Let’s just go through some of the key points that a movie is generally made around. I would say that plot, dialogue, direction, editing, acting, characters and special effects are the elements that generally make a movie. So, let’s go through those.

  • Plot… There’s definitely a plot, I’ll give them that. Although, it’s very tough not to have any plot at all, so it’s not that much of achievement. The question is whether it was a good one or not, and I’m gonna say no. It was not a good plot.
  • As for dialogue, I’ve heard more natural conversation come from a man under duress trying to convince his son that the police aren’t at home waiting for him and won’t tackle him to the floor the moment he steps in. Or, as another comparison, Stephen Moffat has written dialogue better than this pile of crap, and you know how much I don’t like Moffat’s writing.
  • I’m not even sure this movie had a director, I think they just did whatever the hell they wanted to do whenever the hell they felt like it.
  • I usually don’t pick up on the editing of film, because I don’t generally delve into the technical aspects of a movie. But it’s nearly impossible not to notice the poor cuts and continuity in the shots. School kids can do, and have done, a better job on Windows Movie Maker.
  • I’ve already mentioned the acting in this film, and for actor/actresses who’ve actually been in films, it’s truly awful to watch.
  • As for the characters they play, are there actually people like this in the world? I’d like to meet them if there is. More out of a morbid curiosity than anything else.
  • And now my favourite, special effects. I’ve always had a fascination with special effects, and I love figuring out how someone has created a certain effect or model. My housemate and I figured out that they must have created the monsters out of a bin bag and some googly-eyes glued onto it. I’m being serious.

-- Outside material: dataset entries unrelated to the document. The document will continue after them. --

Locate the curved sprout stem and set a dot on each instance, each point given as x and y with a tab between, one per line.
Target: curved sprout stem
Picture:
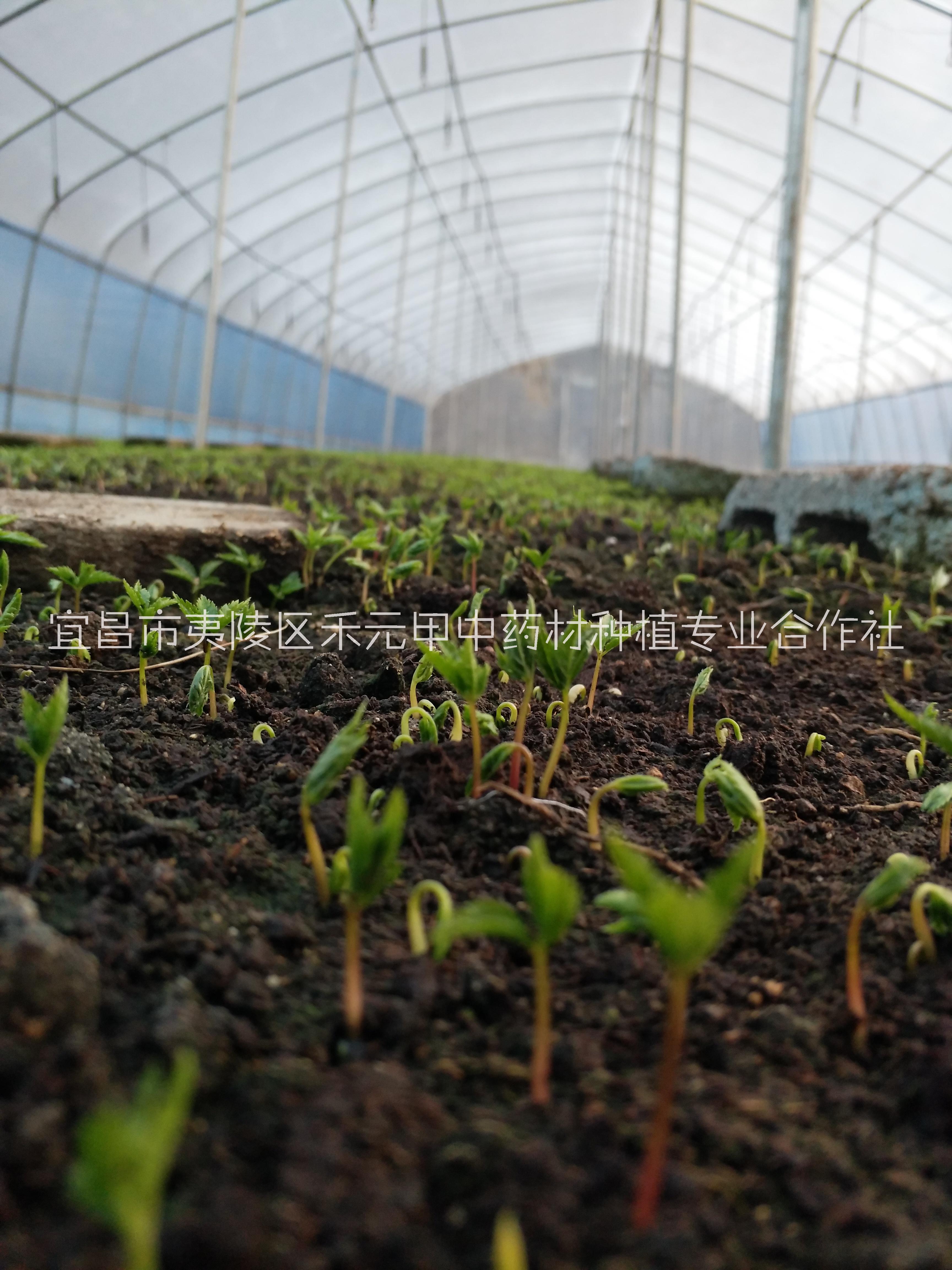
555	754
924	947
649	1191
721	730
317	854
416	929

And to prove it, here’s a picture of the monster-


Now here’s a bin bag in a tree that my housemate Grant saw on his way to university-


A startling resemblance…


Just to take it further, here’s one I made earlier-


(If you or your kids want to make a Sea Vampire too, then just grab a black bin bag, cut it open down the seam, fold it into a triangle, glue on some crazy eyes, and then glue on a big, grinning mouth with great big shark teeth! You can be a special effects artist too!)

Yeah, so it’s not exactly state of the art special effects, but they could at least put some more effort in.

I said I was trying not to be too horrible about this one, but to be honest I think I failed in that respect… I’m sorry Lipnicki, I’m just in a really cynical mood today. The one positive thing I have to say about this film is that I couldn’t stop laughing the whole way through it, but that’s not down to the film, it was due to Grant and I tearing it to shreds constantly. I guess if you’re as ruthless as us and have some funny friends to watch it with, you might get a kick out of this too.

I hope you enjoyed my bitter rant, please remember to comment if you’ve seen the film and want to defend it, or join me in attacking it. If you haven’t seen it, well, don’t.